Weight (including raffia) 2451 grams, 78.8 troy ounces.
Total height 39cm. Kettle height 27.5 cm (handle extended), 19 cm (to top of kettle finial).
London 1753.
Maker Fuller White.
Sterling silver.

Marks. Stamped below the kettle body and stand with a full set of English silver hallmarks, the lid with the maker and lion mark.

Literature. Silver tea kettles date from Queen Anne times. Tea kettles were used to refill the teapot for guests and family while tea was being served. They were made until the 1770’s when the tea urn took over the job of providing hot water. Although kettles were still made between 1770 and 1840 they were less common until Victorian times when they were reintroduced, probably because of the discovery of odourless spirit for the burners.

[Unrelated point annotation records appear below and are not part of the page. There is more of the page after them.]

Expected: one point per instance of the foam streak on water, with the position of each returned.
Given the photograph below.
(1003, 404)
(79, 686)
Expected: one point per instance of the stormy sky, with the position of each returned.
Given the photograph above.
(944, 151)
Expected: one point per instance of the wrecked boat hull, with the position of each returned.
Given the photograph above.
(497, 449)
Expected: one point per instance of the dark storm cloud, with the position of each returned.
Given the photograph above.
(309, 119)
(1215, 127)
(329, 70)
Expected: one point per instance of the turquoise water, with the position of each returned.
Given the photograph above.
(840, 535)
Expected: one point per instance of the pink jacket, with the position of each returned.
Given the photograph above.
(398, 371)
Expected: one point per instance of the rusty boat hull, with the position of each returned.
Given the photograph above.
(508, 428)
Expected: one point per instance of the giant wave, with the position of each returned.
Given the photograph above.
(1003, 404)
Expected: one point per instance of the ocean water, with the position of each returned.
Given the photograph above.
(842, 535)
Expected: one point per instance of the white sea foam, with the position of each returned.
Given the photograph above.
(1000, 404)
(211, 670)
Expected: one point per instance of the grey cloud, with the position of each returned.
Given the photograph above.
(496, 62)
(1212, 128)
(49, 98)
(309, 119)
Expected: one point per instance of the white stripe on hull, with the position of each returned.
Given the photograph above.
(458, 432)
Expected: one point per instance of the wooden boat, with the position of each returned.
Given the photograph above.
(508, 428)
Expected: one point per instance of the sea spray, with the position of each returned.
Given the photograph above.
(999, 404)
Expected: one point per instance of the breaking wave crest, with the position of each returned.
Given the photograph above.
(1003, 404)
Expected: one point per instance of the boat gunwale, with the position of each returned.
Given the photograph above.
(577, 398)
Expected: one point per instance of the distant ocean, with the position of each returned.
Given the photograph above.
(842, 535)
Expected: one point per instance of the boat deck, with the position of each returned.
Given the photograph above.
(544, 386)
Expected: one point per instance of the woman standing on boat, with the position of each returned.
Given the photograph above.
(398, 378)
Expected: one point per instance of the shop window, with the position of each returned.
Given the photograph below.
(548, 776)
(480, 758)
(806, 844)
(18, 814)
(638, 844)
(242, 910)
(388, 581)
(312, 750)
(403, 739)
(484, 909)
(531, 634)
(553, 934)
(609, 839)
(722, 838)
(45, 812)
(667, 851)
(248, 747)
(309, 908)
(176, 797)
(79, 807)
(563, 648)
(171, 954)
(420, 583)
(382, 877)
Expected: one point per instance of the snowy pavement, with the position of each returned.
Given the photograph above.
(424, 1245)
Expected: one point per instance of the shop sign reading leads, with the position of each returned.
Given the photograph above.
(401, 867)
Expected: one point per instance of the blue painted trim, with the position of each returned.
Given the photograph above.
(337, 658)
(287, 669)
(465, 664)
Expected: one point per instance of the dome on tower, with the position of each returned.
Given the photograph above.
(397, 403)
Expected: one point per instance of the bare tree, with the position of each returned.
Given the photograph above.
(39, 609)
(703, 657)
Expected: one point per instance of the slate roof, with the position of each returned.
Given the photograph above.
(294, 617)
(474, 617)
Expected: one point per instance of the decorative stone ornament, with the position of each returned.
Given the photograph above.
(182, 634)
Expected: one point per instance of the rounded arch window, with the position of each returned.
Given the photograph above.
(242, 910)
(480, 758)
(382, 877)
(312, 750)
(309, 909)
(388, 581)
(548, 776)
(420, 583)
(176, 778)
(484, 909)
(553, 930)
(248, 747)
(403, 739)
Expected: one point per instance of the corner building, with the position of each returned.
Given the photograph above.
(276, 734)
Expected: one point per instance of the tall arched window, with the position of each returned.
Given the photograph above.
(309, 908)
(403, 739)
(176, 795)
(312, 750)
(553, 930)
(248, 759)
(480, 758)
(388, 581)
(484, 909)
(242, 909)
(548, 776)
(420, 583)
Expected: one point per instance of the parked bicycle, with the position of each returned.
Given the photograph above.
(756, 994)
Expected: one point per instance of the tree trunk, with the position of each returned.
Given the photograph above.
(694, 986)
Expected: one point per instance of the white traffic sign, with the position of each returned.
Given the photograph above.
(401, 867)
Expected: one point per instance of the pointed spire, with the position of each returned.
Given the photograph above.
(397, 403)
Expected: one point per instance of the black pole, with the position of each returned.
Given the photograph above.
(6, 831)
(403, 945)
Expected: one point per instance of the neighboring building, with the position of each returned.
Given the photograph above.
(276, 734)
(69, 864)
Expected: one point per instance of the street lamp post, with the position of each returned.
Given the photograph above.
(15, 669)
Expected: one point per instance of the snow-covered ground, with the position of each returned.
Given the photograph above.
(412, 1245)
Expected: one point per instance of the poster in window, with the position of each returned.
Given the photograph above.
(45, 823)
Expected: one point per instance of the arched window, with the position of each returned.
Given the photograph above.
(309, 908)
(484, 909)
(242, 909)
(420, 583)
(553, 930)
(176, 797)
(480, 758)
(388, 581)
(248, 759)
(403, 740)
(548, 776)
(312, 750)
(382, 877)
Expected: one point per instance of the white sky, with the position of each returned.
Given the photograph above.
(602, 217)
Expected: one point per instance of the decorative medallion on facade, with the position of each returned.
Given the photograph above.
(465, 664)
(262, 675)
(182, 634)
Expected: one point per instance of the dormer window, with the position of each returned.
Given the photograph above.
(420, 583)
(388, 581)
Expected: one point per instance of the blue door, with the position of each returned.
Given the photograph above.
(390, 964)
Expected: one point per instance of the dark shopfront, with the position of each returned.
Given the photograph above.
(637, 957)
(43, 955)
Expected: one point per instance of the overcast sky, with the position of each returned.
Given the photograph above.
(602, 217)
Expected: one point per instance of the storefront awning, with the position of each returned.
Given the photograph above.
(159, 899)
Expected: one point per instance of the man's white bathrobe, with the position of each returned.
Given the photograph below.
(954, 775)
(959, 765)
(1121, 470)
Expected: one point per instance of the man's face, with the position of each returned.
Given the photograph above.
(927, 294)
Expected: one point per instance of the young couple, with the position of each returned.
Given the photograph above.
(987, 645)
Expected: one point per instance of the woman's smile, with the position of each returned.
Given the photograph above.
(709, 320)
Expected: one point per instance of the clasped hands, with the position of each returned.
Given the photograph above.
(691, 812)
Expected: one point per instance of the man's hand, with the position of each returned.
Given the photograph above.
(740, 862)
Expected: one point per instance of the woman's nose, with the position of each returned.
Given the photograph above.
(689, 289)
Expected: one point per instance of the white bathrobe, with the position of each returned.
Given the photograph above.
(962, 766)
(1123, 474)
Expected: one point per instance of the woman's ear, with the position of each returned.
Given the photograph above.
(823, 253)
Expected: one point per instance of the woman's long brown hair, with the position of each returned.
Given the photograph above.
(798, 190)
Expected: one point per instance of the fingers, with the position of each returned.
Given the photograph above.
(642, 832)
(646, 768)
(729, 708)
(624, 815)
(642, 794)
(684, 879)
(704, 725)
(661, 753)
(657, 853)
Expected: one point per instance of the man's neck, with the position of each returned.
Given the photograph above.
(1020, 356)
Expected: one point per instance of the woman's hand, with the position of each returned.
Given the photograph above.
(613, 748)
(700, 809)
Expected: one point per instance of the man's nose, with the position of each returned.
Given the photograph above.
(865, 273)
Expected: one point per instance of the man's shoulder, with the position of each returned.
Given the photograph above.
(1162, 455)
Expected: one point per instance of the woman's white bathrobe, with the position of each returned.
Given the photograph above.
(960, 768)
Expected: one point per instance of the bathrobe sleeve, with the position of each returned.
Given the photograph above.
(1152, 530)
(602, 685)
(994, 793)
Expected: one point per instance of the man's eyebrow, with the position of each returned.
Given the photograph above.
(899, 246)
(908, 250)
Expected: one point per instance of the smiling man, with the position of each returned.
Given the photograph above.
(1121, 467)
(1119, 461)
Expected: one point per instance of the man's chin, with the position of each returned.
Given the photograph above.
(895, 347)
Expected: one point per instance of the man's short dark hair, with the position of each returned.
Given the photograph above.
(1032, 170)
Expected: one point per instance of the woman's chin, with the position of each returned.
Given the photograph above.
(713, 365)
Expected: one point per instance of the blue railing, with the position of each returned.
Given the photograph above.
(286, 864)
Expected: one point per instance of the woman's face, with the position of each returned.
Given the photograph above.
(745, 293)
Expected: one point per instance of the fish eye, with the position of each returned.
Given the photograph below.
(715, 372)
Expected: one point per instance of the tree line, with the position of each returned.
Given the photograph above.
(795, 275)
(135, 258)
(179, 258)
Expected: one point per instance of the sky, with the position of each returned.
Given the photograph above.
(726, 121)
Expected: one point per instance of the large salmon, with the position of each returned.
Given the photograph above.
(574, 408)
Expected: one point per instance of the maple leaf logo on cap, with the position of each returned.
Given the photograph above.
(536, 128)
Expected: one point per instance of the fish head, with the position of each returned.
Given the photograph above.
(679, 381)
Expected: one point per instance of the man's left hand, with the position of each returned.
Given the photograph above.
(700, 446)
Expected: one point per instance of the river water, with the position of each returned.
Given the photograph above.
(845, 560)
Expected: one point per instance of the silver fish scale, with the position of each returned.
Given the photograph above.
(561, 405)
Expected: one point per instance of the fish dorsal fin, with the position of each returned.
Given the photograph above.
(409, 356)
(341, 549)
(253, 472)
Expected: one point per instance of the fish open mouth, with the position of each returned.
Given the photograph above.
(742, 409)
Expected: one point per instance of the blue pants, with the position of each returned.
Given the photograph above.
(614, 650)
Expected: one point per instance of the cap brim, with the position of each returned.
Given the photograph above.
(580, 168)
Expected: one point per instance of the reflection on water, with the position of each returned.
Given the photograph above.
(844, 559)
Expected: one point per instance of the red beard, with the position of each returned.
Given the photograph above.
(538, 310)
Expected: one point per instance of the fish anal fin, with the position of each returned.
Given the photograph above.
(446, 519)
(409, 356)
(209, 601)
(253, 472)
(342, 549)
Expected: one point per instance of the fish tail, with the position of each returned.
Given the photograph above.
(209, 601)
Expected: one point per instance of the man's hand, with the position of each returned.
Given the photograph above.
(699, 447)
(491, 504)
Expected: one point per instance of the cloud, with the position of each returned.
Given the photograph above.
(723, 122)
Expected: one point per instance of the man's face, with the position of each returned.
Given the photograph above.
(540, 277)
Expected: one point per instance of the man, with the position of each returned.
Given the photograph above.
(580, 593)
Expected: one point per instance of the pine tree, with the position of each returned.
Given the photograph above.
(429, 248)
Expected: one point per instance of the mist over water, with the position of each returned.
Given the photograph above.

The kettle, stand and raffia handle are all in very good condition with a small amount of wear consistent with age. All fully matching and functional. The retaining pins are tight.

Maker Information

Maker: Fuller White

Fuller White, apprenticed to Edward Feline 1734, free 1744. First mark entered as largeworker 1744. Second mark in partnership with John Fray 1745. The partnership dissolved by 4 January 1748, when Fray entered a separate mark. White's third mark alone 1750/1. Fourth mark. Livery 1750. Report list 1773. Died 1775. Fuller specialised in making silver hollowares for tea and chocolate, for sale in his London shop the Golden Ball and Pearl in Noble Street near St Paul’s Cathedral.